“For busy EDs, the volume of patients and the time pressures we have to see and care for patients is one of the biggest pressures we face,” she said. “Interruptions to work have been cited as safety issues as well, and adding another interruption to the shift could be seen as a barrier to enlist physicians in the process. Additionally, across the United States, we have a very large number of rural hospitals that have single-coverage—meaning there isn’t anyone else there to talk to about your patients.”
“In facilities that don’t have a systematic process like this, using formal or informal mentoring systems and building a culture of safety and trust among colleagues could be beneficial in harm reduction,” said Dr. Walker, who was not involved in the new study. “For those physicians on shift alone, building a network to find a ‘curbside consult’ of a colleague could make a difference in a patient’s course.”
Dr. Hanni Stoklosa, an emergency physician at Brigham and Women’s Hospital in Boston, told Reuters Health by email, “Time is a very precious commodity in the emergency department and is the greatest barrier to implementing a physician-to-physician cross-check system like this. Why not an interdisciplinary cross-check instead?”

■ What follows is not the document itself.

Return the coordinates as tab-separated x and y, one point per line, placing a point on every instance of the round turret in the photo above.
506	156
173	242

“In my own clinical practice, I find that regularly huddling with my nurses about a patient’s plan increases both efficiency and safety,” she said. “My ED nursing colleagues, because of the relationship they build with patients and the time they spend in the patient room, add so much rich information to my clinical evaluation and have, on many occasions, helped steered me away from medical errors.”
“Two pairs of eyes are always better than one,” said Dr. Stoklosa, who also was not part of the new study.
Dr. Freund did not respond to a request for comments.